Strategic planning and budgeting season is almost upon us. Defining the strategy and approach to market to help your company outperform the industry is the most important thing you can do as a leader. However, there is a very high failure rate of actually achieving the goals stated in these plans. Are you like the majority of companies struggling to execute, or are you ensuring your organization sees your critical initiatives through to ensure strong business results? Where ever you stand, this article can help you understand the importance of sticking to your strategy for sustainable success.

It Starts with the Plan

Before you can get on a path to positive results, you need to finalize your plan. After months of meetings, discussions and way too many PowerPoint revisions, the time has come — your strategic plan is ready to launch. You’ve chosen your organization’s top three initiatives that need to be completed to achieve the plan. Your teams and resources are prepared to ideate each initiative and come up with the go-forward investment and strategy for execution. You’ve even come up with KPIs and ways of measuring its success.

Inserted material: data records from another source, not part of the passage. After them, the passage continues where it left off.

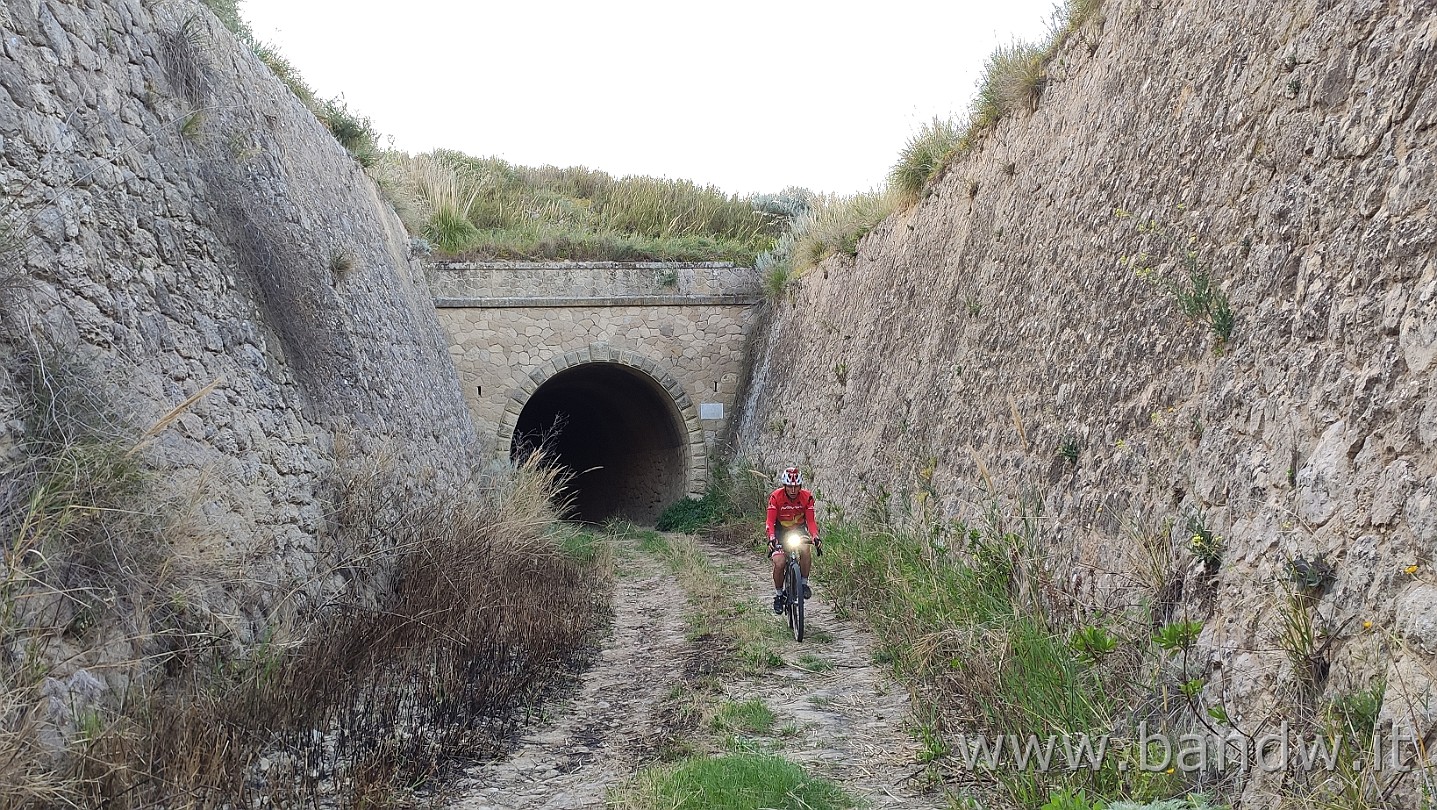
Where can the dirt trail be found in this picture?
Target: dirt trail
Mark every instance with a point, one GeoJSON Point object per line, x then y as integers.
{"type": "Point", "coordinates": [845, 723]}
{"type": "Point", "coordinates": [851, 718]}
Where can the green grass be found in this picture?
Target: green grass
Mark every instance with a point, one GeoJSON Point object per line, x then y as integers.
{"type": "Point", "coordinates": [814, 662]}
{"type": "Point", "coordinates": [749, 717]}
{"type": "Point", "coordinates": [693, 514]}
{"type": "Point", "coordinates": [736, 781]}
{"type": "Point", "coordinates": [746, 628]}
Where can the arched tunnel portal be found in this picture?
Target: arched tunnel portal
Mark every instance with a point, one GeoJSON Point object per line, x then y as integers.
{"type": "Point", "coordinates": [620, 434]}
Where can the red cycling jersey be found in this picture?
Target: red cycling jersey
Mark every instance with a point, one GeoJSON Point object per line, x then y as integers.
{"type": "Point", "coordinates": [791, 511]}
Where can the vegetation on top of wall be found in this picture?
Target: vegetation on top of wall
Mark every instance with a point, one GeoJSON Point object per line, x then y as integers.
{"type": "Point", "coordinates": [474, 207]}
{"type": "Point", "coordinates": [829, 226]}
{"type": "Point", "coordinates": [354, 131]}
{"type": "Point", "coordinates": [1013, 79]}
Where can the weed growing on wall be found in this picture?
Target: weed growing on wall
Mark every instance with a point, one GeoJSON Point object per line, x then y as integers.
{"type": "Point", "coordinates": [999, 654]}
{"type": "Point", "coordinates": [1171, 262]}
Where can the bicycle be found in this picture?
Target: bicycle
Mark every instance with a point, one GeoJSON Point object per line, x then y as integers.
{"type": "Point", "coordinates": [793, 582]}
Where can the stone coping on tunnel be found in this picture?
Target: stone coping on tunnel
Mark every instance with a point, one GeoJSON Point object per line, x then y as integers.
{"type": "Point", "coordinates": [697, 450]}
{"type": "Point", "coordinates": [595, 300]}
{"type": "Point", "coordinates": [582, 283]}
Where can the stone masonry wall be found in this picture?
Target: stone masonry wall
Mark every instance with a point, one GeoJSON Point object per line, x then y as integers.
{"type": "Point", "coordinates": [1291, 147]}
{"type": "Point", "coordinates": [509, 325]}
{"type": "Point", "coordinates": [178, 219]}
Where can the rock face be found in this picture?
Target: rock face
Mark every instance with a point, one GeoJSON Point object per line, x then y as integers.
{"type": "Point", "coordinates": [1291, 151]}
{"type": "Point", "coordinates": [174, 219]}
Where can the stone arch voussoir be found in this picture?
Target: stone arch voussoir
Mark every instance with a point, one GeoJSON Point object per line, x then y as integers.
{"type": "Point", "coordinates": [697, 471]}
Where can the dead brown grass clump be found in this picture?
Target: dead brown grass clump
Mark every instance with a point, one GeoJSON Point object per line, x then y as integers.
{"type": "Point", "coordinates": [457, 611]}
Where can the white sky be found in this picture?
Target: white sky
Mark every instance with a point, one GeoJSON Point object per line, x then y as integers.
{"type": "Point", "coordinates": [747, 95]}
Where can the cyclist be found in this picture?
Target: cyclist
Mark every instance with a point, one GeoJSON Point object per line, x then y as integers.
{"type": "Point", "coordinates": [791, 507]}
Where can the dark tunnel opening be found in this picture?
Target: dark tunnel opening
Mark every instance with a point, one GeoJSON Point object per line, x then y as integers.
{"type": "Point", "coordinates": [617, 431]}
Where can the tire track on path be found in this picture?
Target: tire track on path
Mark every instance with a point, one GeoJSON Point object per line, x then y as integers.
{"type": "Point", "coordinates": [849, 720]}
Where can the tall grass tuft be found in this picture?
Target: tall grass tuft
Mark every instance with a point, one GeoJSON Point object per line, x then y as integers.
{"type": "Point", "coordinates": [923, 158]}
{"type": "Point", "coordinates": [1013, 79]}
{"type": "Point", "coordinates": [837, 226]}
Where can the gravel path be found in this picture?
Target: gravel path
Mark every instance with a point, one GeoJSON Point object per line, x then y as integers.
{"type": "Point", "coordinates": [845, 723]}
{"type": "Point", "coordinates": [851, 720]}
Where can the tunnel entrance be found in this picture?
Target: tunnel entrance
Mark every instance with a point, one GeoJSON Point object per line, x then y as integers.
{"type": "Point", "coordinates": [617, 431]}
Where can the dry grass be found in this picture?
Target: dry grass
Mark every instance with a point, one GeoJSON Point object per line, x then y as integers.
{"type": "Point", "coordinates": [456, 613]}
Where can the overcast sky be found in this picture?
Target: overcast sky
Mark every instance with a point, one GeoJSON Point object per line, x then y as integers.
{"type": "Point", "coordinates": [747, 95]}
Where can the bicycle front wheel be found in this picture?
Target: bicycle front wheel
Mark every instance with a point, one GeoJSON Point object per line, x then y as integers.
{"type": "Point", "coordinates": [795, 601]}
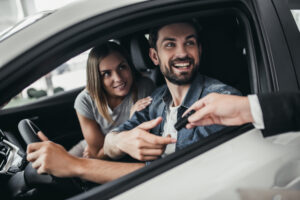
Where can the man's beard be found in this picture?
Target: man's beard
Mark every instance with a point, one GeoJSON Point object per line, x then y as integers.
{"type": "Point", "coordinates": [184, 78]}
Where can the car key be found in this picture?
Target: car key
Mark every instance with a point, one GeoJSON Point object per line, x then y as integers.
{"type": "Point", "coordinates": [183, 120]}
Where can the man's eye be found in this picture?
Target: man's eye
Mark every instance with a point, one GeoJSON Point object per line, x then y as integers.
{"type": "Point", "coordinates": [105, 74]}
{"type": "Point", "coordinates": [122, 67]}
{"type": "Point", "coordinates": [190, 43]}
{"type": "Point", "coordinates": [170, 44]}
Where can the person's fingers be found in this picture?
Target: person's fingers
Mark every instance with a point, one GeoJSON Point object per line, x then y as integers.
{"type": "Point", "coordinates": [34, 146]}
{"type": "Point", "coordinates": [152, 152]}
{"type": "Point", "coordinates": [150, 124]}
{"type": "Point", "coordinates": [196, 106]}
{"type": "Point", "coordinates": [36, 164]}
{"type": "Point", "coordinates": [33, 156]}
{"type": "Point", "coordinates": [144, 144]}
{"type": "Point", "coordinates": [148, 158]}
{"type": "Point", "coordinates": [42, 136]}
{"type": "Point", "coordinates": [42, 170]}
{"type": "Point", "coordinates": [189, 126]}
{"type": "Point", "coordinates": [154, 139]}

Finally, your team and agency partners develop a unique program to leverage the initiative out in the market and you present the plan at the national sales meeting.

Check. Check. Check. Check. You’ve checked off all the steps (or so you think).

Launch and Leave

You are done! You take a deep breath. You’ve finally launched the initiative out to the market. Time for the next thing on your list, right?

Unfortunately, this is where most companies stop. I refer to it as “launch and leave” — launching a critically important project and then abandoning it for the next thing on your company’s check list.

In The Balanced Scorecard, authors David Norton and Robert Kaplan note that 90% of organizations fail to successfully execute their strategies. The CEOs they interviewed stated that lack of execution is the single largest reason their business goals aren’t met. All the work, resources and time companies pour into strategic planning will not impact the bottom line unless it gets executed. Plain and simple.

Launch, Learn and Love

To ensure tangible results from their strategic plan, companies need to “launch, learn and love.” New initiatives and plans need to be nurtured, measured and optimized. Schedule frequent meetings to determine what’s working and what needs to be eliminated or enhanced along the way. Take every opportunity as a chance to learn from the wins and losses. Whether it’s joint sales team calls, operation updates or ongoing VOC, if it’s truly a critical initiative, treat it like one. Embed your organizational focus into executing the plan at all levels.

Don’t abandon the plan for tactical items like distributor golf outings, trade shows in non-important sectors or updating marketing materials for products that turn the lowest profit. The hardest thing to do during strategic planning is deciding what not to do versus what to do.

I truly believe you make more money saying no to things than you do to saying yes. Make sure you and your team are saying no to non-critical items and showing the love to that one initiative your organization has defined as critical to your company’s success.